Zoals ik heb geprobeerd aan te tonen in recent werk, terwijl veel van de argumenten die overheden gebruiken om de verkoop van wapens aan outlaw-staten te verdedigen zwak zijn en zelfingenomen zijn, is er een die, indien van toepassing, heeft potentieel meer kracht.

Soms kan redelijkerwijs verwacht worden dat wapentransfers naar een onderdrukkend regime de mate van onderdrukking die wordt toegebracht, daadwerkelijk verminderen. Wapenoverdracht kan dit doen wanneer ze een regime helpen een nog meer onderdrukkende rivaal af te zetten die dreigt het omver te werpen. Houd rekening met de US Lend-Lease-programma, die wapenoverdrachten aan de Sovjetunie tijdens de Tweede Wereldoorlog goedkeurde. Dit beleid zou kunnen worden verdedigd op de aannemelijke gronden dat wapenoverdrachten het Rode Leger in staat stelden zich te verzetten tegen de grotere onderdrukking die anders door de nazi's zou zijn opgelegd.

Dergelijke situaties komen natuurlijk niet vaak voor - en zelfs als ze dat wel doen, zijn wapentransfers niet noodzakelijkerwijs te rechtvaardigen.

Evaluatie van een voorgestelde wapenoverdracht aan een outlaw-staat moet een vergelijkende vorm aannemen. Of de overdracht gerechtvaardigd is, hangt af van hoe het gaat in vergelijking met andere acties die in plaats daarvan kunnen worden ondernomen. Als de overdracht naar verwachting slechtere resultaten zal opleveren dan alternatieve beschikbare opties, dan is het moreel niet acceptabel.

Verschillende soorten interventies of assistentie moeten van geval tot geval worden beoordeeld, maar wapenoverdrachten komen altijd met ernstige problemen.
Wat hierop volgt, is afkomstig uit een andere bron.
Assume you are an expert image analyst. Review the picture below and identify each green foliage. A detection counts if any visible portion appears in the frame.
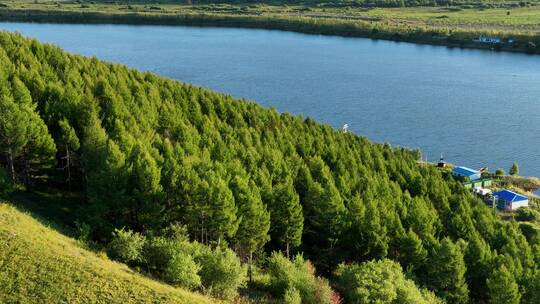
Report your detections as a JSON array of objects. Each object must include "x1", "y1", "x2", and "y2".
[
  {"x1": 163, "y1": 252, "x2": 201, "y2": 289},
  {"x1": 486, "y1": 265, "x2": 521, "y2": 304},
  {"x1": 516, "y1": 208, "x2": 540, "y2": 222},
  {"x1": 335, "y1": 259, "x2": 442, "y2": 304},
  {"x1": 270, "y1": 179, "x2": 304, "y2": 255},
  {"x1": 108, "y1": 229, "x2": 146, "y2": 264},
  {"x1": 283, "y1": 287, "x2": 302, "y2": 304},
  {"x1": 268, "y1": 252, "x2": 332, "y2": 304},
  {"x1": 0, "y1": 75, "x2": 56, "y2": 185},
  {"x1": 0, "y1": 167, "x2": 13, "y2": 198},
  {"x1": 427, "y1": 238, "x2": 469, "y2": 304},
  {"x1": 495, "y1": 168, "x2": 506, "y2": 176},
  {"x1": 0, "y1": 33, "x2": 540, "y2": 303},
  {"x1": 508, "y1": 162, "x2": 519, "y2": 175},
  {"x1": 0, "y1": 204, "x2": 215, "y2": 304},
  {"x1": 195, "y1": 249, "x2": 247, "y2": 299}
]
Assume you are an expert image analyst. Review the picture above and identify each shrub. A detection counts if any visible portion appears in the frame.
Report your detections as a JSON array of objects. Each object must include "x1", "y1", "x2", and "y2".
[
  {"x1": 495, "y1": 168, "x2": 506, "y2": 176},
  {"x1": 143, "y1": 237, "x2": 181, "y2": 274},
  {"x1": 0, "y1": 167, "x2": 13, "y2": 198},
  {"x1": 161, "y1": 223, "x2": 189, "y2": 242},
  {"x1": 516, "y1": 208, "x2": 540, "y2": 222},
  {"x1": 163, "y1": 252, "x2": 201, "y2": 289},
  {"x1": 108, "y1": 229, "x2": 145, "y2": 264},
  {"x1": 283, "y1": 287, "x2": 302, "y2": 304},
  {"x1": 195, "y1": 248, "x2": 247, "y2": 299},
  {"x1": 268, "y1": 253, "x2": 333, "y2": 304},
  {"x1": 336, "y1": 260, "x2": 440, "y2": 304}
]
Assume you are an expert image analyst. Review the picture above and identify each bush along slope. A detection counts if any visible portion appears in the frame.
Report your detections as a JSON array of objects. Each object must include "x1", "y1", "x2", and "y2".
[
  {"x1": 0, "y1": 33, "x2": 540, "y2": 303},
  {"x1": 0, "y1": 203, "x2": 216, "y2": 304}
]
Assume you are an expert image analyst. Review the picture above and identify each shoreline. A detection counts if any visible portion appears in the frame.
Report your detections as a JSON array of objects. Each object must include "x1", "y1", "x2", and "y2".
[{"x1": 0, "y1": 8, "x2": 540, "y2": 55}]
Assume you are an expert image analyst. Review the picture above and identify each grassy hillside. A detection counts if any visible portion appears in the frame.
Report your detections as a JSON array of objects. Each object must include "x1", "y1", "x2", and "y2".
[
  {"x1": 0, "y1": 0, "x2": 540, "y2": 53},
  {"x1": 0, "y1": 203, "x2": 216, "y2": 304}
]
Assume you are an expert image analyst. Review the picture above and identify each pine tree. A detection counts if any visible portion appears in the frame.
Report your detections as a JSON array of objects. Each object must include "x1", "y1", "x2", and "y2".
[
  {"x1": 486, "y1": 265, "x2": 521, "y2": 304},
  {"x1": 127, "y1": 144, "x2": 163, "y2": 231},
  {"x1": 0, "y1": 86, "x2": 56, "y2": 185},
  {"x1": 231, "y1": 176, "x2": 270, "y2": 281},
  {"x1": 508, "y1": 162, "x2": 519, "y2": 175},
  {"x1": 58, "y1": 118, "x2": 81, "y2": 188},
  {"x1": 427, "y1": 238, "x2": 469, "y2": 304},
  {"x1": 270, "y1": 179, "x2": 304, "y2": 258},
  {"x1": 191, "y1": 173, "x2": 238, "y2": 245}
]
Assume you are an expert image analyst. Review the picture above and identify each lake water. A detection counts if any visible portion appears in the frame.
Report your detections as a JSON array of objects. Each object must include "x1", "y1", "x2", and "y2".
[{"x1": 0, "y1": 23, "x2": 540, "y2": 176}]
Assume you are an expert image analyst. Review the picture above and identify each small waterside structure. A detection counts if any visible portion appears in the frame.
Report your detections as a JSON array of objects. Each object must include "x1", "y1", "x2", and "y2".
[
  {"x1": 452, "y1": 167, "x2": 482, "y2": 181},
  {"x1": 493, "y1": 189, "x2": 529, "y2": 211},
  {"x1": 473, "y1": 35, "x2": 514, "y2": 44},
  {"x1": 476, "y1": 35, "x2": 502, "y2": 43}
]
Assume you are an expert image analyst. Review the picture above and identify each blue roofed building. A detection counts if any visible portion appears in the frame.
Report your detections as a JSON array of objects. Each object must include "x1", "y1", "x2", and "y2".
[
  {"x1": 493, "y1": 189, "x2": 529, "y2": 210},
  {"x1": 452, "y1": 167, "x2": 482, "y2": 180}
]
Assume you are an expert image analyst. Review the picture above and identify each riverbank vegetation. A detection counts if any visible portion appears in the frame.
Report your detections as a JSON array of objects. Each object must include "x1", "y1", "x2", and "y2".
[
  {"x1": 0, "y1": 32, "x2": 540, "y2": 304},
  {"x1": 0, "y1": 0, "x2": 540, "y2": 53}
]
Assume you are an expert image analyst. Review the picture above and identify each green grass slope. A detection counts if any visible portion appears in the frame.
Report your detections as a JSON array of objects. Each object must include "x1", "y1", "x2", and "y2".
[{"x1": 0, "y1": 203, "x2": 219, "y2": 304}]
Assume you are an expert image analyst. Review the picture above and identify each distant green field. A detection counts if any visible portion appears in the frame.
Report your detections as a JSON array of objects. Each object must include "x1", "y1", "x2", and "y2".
[
  {"x1": 0, "y1": 0, "x2": 540, "y2": 53},
  {"x1": 0, "y1": 203, "x2": 220, "y2": 304}
]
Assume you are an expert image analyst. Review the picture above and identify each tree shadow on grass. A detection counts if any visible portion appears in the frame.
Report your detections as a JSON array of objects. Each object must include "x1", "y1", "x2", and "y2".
[{"x1": 8, "y1": 189, "x2": 83, "y2": 236}]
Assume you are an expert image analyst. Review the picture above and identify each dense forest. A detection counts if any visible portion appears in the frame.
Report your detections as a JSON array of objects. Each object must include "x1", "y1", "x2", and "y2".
[{"x1": 0, "y1": 32, "x2": 540, "y2": 303}]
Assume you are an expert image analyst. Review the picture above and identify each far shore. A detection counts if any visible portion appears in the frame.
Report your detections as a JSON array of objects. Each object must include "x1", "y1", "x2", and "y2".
[{"x1": 0, "y1": 7, "x2": 540, "y2": 54}]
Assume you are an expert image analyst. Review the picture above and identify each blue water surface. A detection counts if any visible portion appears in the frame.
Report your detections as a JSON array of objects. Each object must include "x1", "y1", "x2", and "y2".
[{"x1": 0, "y1": 23, "x2": 540, "y2": 176}]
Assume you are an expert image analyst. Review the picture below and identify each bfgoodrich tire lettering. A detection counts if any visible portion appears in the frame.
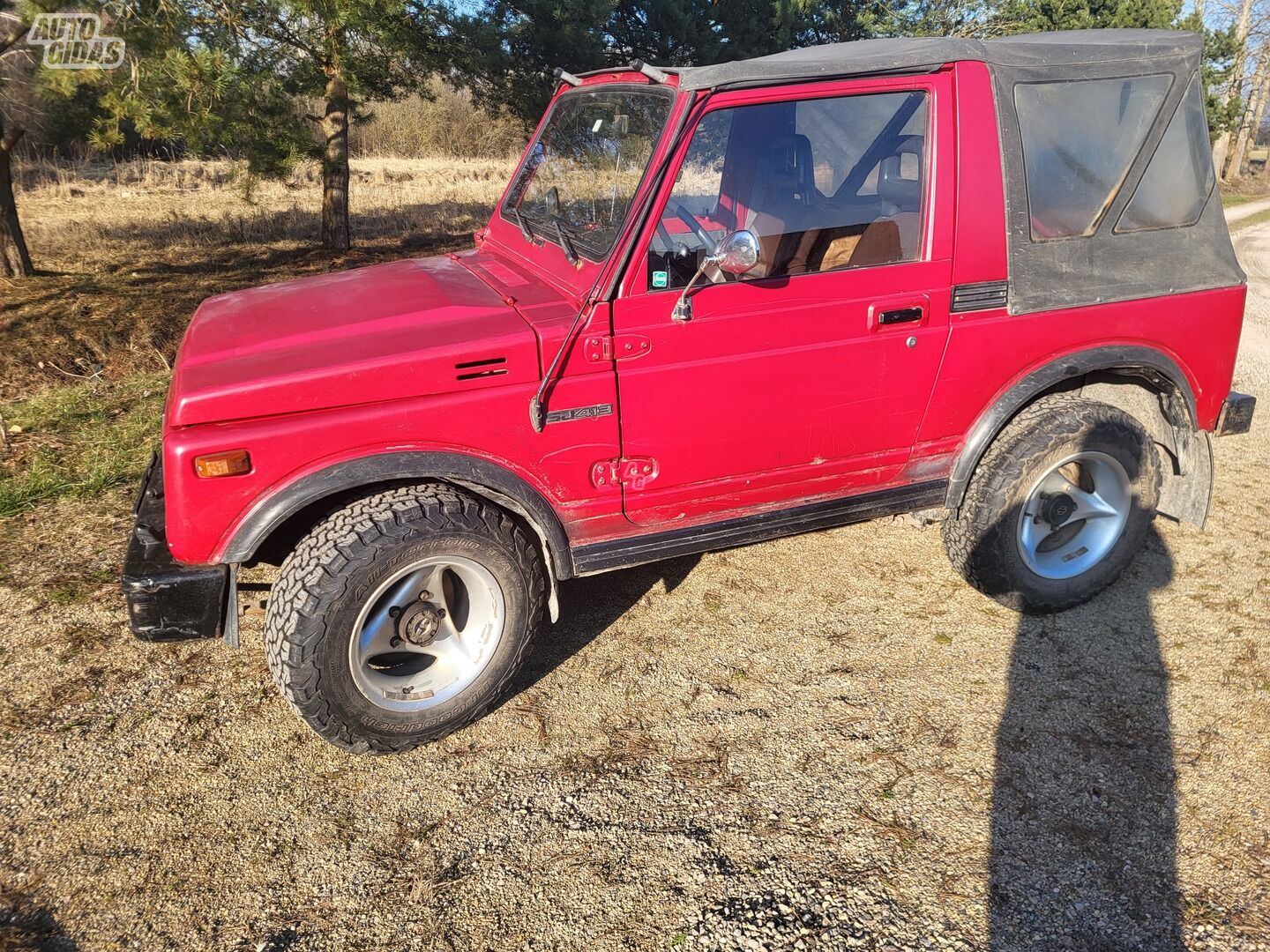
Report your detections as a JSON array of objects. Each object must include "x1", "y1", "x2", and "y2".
[
  {"x1": 265, "y1": 485, "x2": 545, "y2": 753},
  {"x1": 944, "y1": 393, "x2": 1160, "y2": 612}
]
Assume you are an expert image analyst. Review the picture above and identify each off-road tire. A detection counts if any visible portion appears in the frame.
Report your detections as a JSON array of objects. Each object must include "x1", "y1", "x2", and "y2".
[
  {"x1": 265, "y1": 484, "x2": 546, "y2": 753},
  {"x1": 942, "y1": 393, "x2": 1161, "y2": 614}
]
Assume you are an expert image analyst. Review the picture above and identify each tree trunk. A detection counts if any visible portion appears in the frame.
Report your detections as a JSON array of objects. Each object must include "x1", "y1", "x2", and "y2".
[
  {"x1": 1238, "y1": 53, "x2": 1270, "y2": 175},
  {"x1": 1213, "y1": 0, "x2": 1252, "y2": 182},
  {"x1": 0, "y1": 115, "x2": 33, "y2": 278},
  {"x1": 321, "y1": 72, "x2": 349, "y2": 251},
  {"x1": 1221, "y1": 46, "x2": 1270, "y2": 182}
]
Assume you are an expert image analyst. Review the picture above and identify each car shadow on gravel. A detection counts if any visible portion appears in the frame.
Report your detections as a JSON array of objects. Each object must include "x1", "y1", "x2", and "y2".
[{"x1": 990, "y1": 528, "x2": 1185, "y2": 952}]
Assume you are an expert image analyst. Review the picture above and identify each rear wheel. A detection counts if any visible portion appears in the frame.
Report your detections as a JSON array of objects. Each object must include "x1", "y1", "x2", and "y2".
[
  {"x1": 265, "y1": 485, "x2": 545, "y2": 751},
  {"x1": 944, "y1": 393, "x2": 1160, "y2": 612}
]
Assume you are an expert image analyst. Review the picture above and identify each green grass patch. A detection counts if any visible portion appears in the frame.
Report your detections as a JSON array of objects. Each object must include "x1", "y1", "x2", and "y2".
[
  {"x1": 0, "y1": 373, "x2": 168, "y2": 518},
  {"x1": 1221, "y1": 193, "x2": 1267, "y2": 208},
  {"x1": 1230, "y1": 208, "x2": 1270, "y2": 234}
]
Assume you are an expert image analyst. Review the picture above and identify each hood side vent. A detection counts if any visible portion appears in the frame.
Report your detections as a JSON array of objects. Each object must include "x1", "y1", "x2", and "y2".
[{"x1": 455, "y1": 357, "x2": 507, "y2": 380}]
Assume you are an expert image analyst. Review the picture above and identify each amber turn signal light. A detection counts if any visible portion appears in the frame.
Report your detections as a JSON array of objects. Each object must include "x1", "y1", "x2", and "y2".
[{"x1": 194, "y1": 450, "x2": 251, "y2": 480}]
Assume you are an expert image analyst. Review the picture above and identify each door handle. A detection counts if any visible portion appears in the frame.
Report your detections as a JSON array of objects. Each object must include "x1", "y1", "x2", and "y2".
[{"x1": 878, "y1": 305, "x2": 924, "y2": 326}]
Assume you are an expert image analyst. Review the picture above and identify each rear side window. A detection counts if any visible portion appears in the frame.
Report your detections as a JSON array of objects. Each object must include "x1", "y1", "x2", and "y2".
[
  {"x1": 1117, "y1": 76, "x2": 1217, "y2": 231},
  {"x1": 1015, "y1": 76, "x2": 1171, "y2": 242}
]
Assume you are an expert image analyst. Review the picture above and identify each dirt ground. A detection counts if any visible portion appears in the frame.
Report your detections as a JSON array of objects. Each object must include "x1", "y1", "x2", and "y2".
[{"x1": 0, "y1": 182, "x2": 1270, "y2": 952}]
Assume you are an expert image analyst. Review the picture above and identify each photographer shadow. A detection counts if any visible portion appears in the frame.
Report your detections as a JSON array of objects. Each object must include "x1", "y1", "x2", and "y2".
[{"x1": 988, "y1": 527, "x2": 1185, "y2": 952}]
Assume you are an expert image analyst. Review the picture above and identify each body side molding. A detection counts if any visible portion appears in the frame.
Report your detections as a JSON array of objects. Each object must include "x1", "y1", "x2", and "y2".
[
  {"x1": 945, "y1": 346, "x2": 1198, "y2": 510},
  {"x1": 572, "y1": 480, "x2": 947, "y2": 575}
]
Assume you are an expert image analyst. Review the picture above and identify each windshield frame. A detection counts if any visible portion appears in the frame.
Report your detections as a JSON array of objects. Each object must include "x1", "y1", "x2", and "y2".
[{"x1": 497, "y1": 80, "x2": 678, "y2": 264}]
Het meest duidelijk is dat ze de outlaw states voorzien van tools die kunnen worden gebruikt voor onderdrukkende en agressieve doeleinden (naast eventuele legitieme defensieve doeleinden): andere soorten ondersteuning missen deze functie. Dan is er het probleem van "lekkage". Outlaw-staten kunnen wapens doorgeven aan derden, of niet in staat zijn om de veiligheid van de voorraden te garanderen. Het risico dat voorraden worden geplunderd, is vooral hoog in tijden van crisis.

The ConversationKortom, het leveren van wapens aan outlaw-staten is moeilijk te rechtvaardigen, zelfs niet in de meest gunstige omstandigheden. Als democratische politici zich bekommeren om de ethische status van hun daden, en ernaar streven zichzelf te gedragen op een manier die voor anderen te rechtvaardigen is, dan moeten ze dit feit serieus nemen en een eind maken aan hun nonchalante, harteloze bevordering van handel met tirannen.

Over de auteur

James Christensen, docent politieke theorie, ministerie van Overheid, Universiteit van Essex

Dit artikel is oorspronkelijk gepubliceerd op The Conversation. Lees de originele artikel.